At the infrastructure level, Phemex utilizes corporate firewalls from Palo Alto Networks, network segmentation (trading engines are separated from web servers, wallet infrastructure from public APIs), and globally distributed DDoS protection. According to the exchange's data, uptime for 2025 was 99.999%.
What the Stress Test Revealed
A hack is the main argument against any claim of "complete security." In January 2025, Phemex's internal monitoring detected abnormal activity in hot wallets. Within hours, Cyvers Alerts and PeckShield publicly reported suspicious transactions. Phemex completely suspended deposits and withdrawals across all networks.
The exchange compensated users for their losses from corporate reserves. Unlike Binance, which has a separate insurance fund, Phemex does not maintain a dedicated insurance pool — payouts come from the corporate balance.
After the incident, the exchange restructured its storage system: it implemented a three-tier architecture with a warm intermediate layer, reduced the share of hot wallets to less than 8%, added Fireblocks MPC and AWS Nitro Enclaves, and expanded address monitoring.

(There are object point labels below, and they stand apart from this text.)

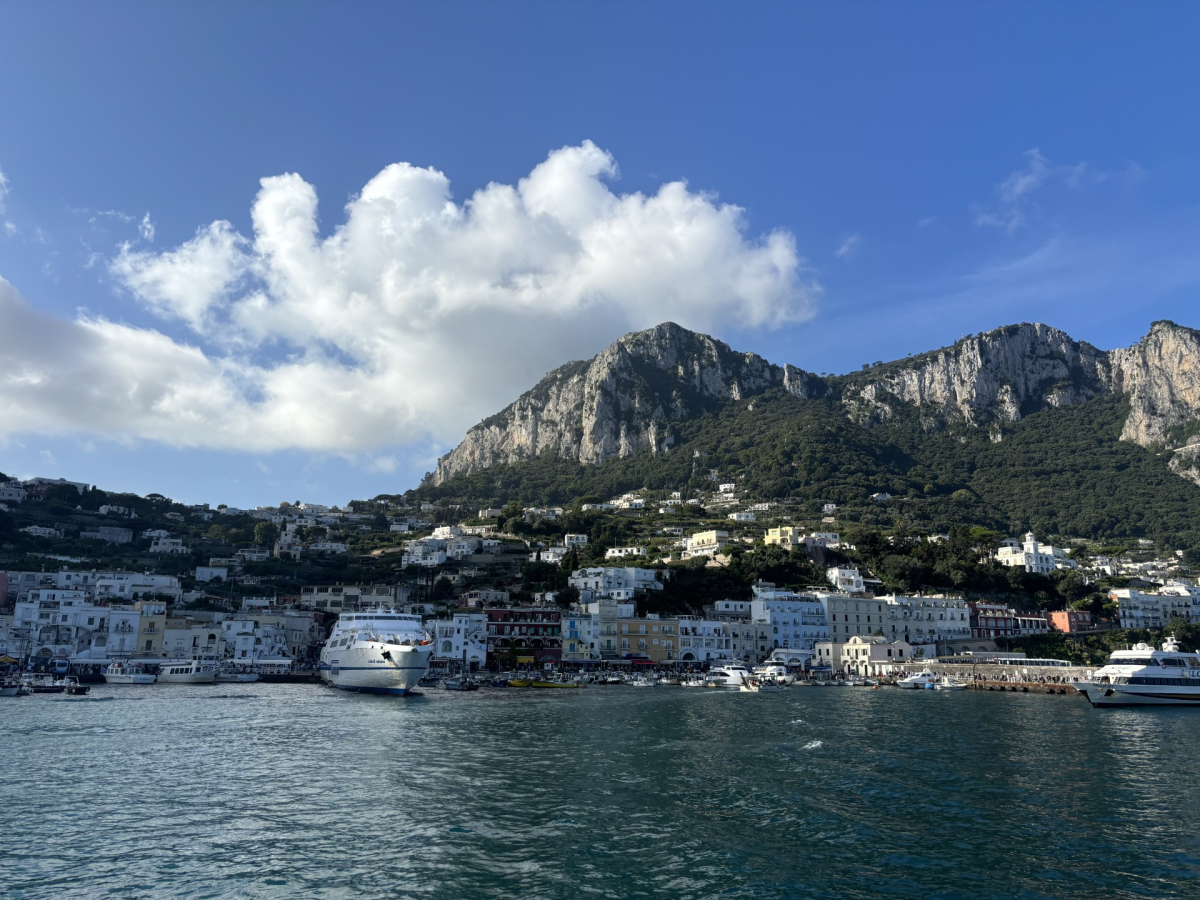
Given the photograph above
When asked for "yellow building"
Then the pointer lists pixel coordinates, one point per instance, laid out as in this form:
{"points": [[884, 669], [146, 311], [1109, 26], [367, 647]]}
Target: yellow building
{"points": [[648, 639], [787, 537]]}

What to Consider Before Registering
Phemex remains a centralized exchange. No storage architecture or PoR makes a CEX functionally equivalent to self-custody of assets in a cold wallet.
The exchange is registered as an MSB with FinCEN and holds a VASP license in Poland. For users from Russia, Belarus, and Ukraine, there are restrictions on fiat operations — deposits and withdrawals through partner Legend Trading are unavailable.
The KYC procedure is mandatory for trading and withdrawals. Without verification, access is limited to Phemex Academy materials. Verification is conducted by Jumio and takes between two to five minutes.
For more details on the platform's functionality, read the Phemex review on ForkLog.
So, Is Phemex Safe?
The short answer is yes, if you understand "safety" in the applicable CEX sense. Phemex compensated users for losses after the hack, restructured its storage system, and made transparency a core aspect of public communication.
By spring 2026, this looks like: around 130% total PoR with monthly publication, public addresses for on-chain verification, over 70% of assets in cold wallets, and multi-signature for critical operations.
Custodial risk is an inherent feature of any CEX. The minimum account protection includes two-factor authentication, anti-phishing codes, and withdrawal address whitelists. Regardless of the exchange's reputation, it is advisable to store large sums outside on a hardware wallet.